Unfortunately, you will have to register to this website in order to be able to download this file. Once downloaded, put this Adreno200-AU_LINUX_ANDROID_ICS_CHOCO_CS.04.00.03.06.001.zip
into your B2G
directory.
Build Firefox OS
If ./config.sh went fine, you can now build Firefox OS!
./build.sh
Here is the possible error you might see:
arm-linux-androideabi-g++: Internal error: Killed (program cc1plus)
You are most likely lacking of memory. 4GB is a safe minimum.
KeyedVector.h:193:31: error: indexOfKey was not declared in this scope, and no declarations were found by argument-dependent lookup at the point of instantiation [-fpermissive]

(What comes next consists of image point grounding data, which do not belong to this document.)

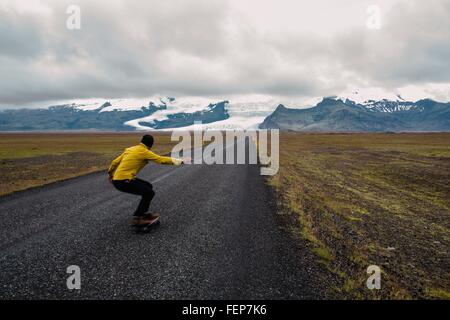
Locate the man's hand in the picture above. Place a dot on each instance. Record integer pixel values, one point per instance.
(187, 160)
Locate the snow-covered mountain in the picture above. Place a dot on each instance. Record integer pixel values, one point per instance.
(356, 110)
(343, 114)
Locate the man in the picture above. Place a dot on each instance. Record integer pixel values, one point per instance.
(123, 171)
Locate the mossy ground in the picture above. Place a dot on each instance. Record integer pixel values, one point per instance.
(363, 199)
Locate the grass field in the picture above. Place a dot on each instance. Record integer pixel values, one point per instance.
(355, 199)
(29, 159)
(371, 199)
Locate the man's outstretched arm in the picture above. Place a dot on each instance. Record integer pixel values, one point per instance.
(163, 160)
(114, 164)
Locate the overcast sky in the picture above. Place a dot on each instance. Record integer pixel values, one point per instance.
(131, 48)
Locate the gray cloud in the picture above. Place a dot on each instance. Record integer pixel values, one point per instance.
(139, 48)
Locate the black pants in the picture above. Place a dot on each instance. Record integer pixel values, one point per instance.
(138, 187)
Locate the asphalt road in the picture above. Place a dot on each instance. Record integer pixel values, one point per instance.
(220, 238)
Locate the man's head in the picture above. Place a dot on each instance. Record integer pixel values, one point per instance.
(147, 140)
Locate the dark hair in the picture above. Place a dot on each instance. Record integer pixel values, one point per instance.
(147, 140)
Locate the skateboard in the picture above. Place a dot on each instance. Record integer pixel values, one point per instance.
(148, 227)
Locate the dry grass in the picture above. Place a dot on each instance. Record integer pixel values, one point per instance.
(363, 199)
(34, 159)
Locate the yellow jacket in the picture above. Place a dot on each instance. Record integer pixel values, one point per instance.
(128, 164)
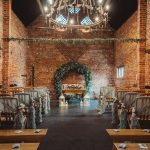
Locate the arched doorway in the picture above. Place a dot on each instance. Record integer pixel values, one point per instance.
(68, 67)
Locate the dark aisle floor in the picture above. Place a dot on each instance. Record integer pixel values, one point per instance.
(76, 128)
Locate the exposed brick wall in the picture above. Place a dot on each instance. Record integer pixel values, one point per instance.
(6, 5)
(147, 66)
(47, 58)
(132, 56)
(127, 53)
(13, 60)
(17, 61)
(1, 33)
(142, 20)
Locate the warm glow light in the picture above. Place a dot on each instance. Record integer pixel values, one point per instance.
(100, 1)
(71, 21)
(50, 2)
(46, 9)
(107, 7)
(96, 18)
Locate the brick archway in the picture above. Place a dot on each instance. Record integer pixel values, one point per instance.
(71, 66)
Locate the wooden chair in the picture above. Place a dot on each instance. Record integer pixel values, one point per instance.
(8, 111)
(24, 98)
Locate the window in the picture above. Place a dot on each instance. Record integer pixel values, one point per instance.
(120, 72)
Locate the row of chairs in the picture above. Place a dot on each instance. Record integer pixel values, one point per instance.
(8, 106)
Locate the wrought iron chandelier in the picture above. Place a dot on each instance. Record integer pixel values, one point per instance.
(76, 14)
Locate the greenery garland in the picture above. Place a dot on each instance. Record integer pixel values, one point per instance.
(75, 41)
(70, 66)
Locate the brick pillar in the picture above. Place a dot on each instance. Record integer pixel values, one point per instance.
(6, 32)
(142, 20)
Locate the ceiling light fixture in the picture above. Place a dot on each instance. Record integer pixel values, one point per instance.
(86, 14)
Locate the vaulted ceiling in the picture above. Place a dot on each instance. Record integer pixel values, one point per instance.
(120, 11)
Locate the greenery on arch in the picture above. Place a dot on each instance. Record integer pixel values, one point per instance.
(70, 66)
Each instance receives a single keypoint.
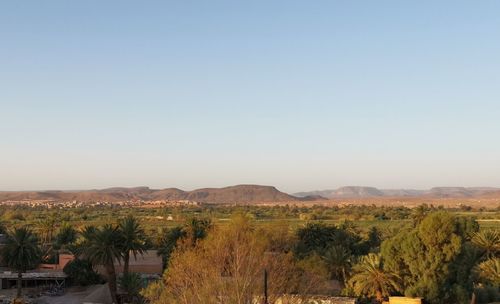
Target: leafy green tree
(318, 237)
(489, 271)
(370, 279)
(21, 252)
(132, 284)
(66, 237)
(82, 273)
(425, 257)
(338, 261)
(488, 241)
(168, 242)
(193, 231)
(134, 240)
(102, 246)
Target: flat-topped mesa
(239, 194)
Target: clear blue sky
(298, 94)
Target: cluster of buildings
(88, 204)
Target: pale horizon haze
(301, 95)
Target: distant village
(82, 204)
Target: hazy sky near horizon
(302, 95)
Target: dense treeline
(211, 254)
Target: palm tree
(168, 242)
(134, 240)
(66, 236)
(102, 246)
(21, 252)
(372, 280)
(488, 241)
(338, 261)
(489, 271)
(47, 227)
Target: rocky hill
(436, 192)
(234, 194)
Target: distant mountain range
(243, 194)
(437, 192)
(233, 194)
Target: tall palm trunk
(379, 296)
(110, 269)
(19, 283)
(126, 259)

Your gcc version is too recent. Try using gcc 4.6.x version.
Flash the phone
If ./build.sh went fine, you can now flash your phone:
./flash.sh
Note that I have to unplug replug the device in order to make it work in the VM.

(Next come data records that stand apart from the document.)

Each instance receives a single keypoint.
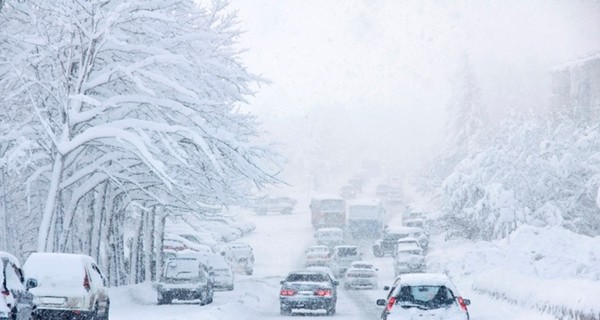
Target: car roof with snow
(331, 229)
(426, 279)
(364, 202)
(10, 257)
(403, 230)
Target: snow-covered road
(279, 243)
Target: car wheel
(106, 312)
(331, 310)
(377, 252)
(285, 311)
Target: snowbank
(563, 298)
(550, 269)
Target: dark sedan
(308, 290)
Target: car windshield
(182, 268)
(332, 204)
(427, 296)
(307, 277)
(360, 211)
(347, 252)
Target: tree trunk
(51, 200)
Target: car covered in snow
(266, 204)
(16, 302)
(425, 296)
(329, 237)
(407, 243)
(388, 243)
(409, 260)
(185, 278)
(317, 256)
(342, 257)
(69, 286)
(360, 278)
(308, 290)
(240, 256)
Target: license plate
(53, 300)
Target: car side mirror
(30, 283)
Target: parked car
(16, 301)
(221, 270)
(240, 256)
(69, 286)
(341, 258)
(363, 265)
(266, 204)
(185, 278)
(360, 278)
(406, 243)
(329, 237)
(409, 260)
(425, 296)
(388, 243)
(317, 256)
(312, 290)
(178, 243)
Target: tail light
(391, 303)
(86, 282)
(323, 293)
(462, 303)
(287, 292)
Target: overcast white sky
(372, 78)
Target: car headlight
(75, 302)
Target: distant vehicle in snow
(185, 278)
(283, 205)
(365, 218)
(16, 302)
(69, 286)
(342, 257)
(407, 243)
(348, 192)
(317, 256)
(360, 278)
(425, 295)
(240, 256)
(311, 290)
(329, 237)
(409, 260)
(328, 212)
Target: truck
(328, 212)
(365, 219)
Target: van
(69, 286)
(16, 302)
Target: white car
(178, 243)
(406, 244)
(330, 237)
(409, 260)
(341, 258)
(69, 285)
(363, 265)
(317, 256)
(240, 256)
(425, 296)
(360, 278)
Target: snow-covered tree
(127, 103)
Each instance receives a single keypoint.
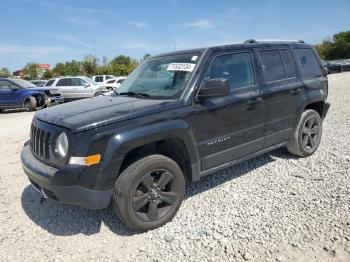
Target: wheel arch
(173, 139)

When running ./flash.sh, the unagi phone switch to a blue screen, then ./flash.sh script is stuck on < waiting device >
message. If I unplug and plug in back, it immediately starts flashing. Be carefull if you have to do the same, ensure that ./flash.sh doesn't start flashing when you unplug it!
If ./flash.sh failed by saying that the image is too large, It might mean that you have to root your phone first. Again, ask in #b2g for help.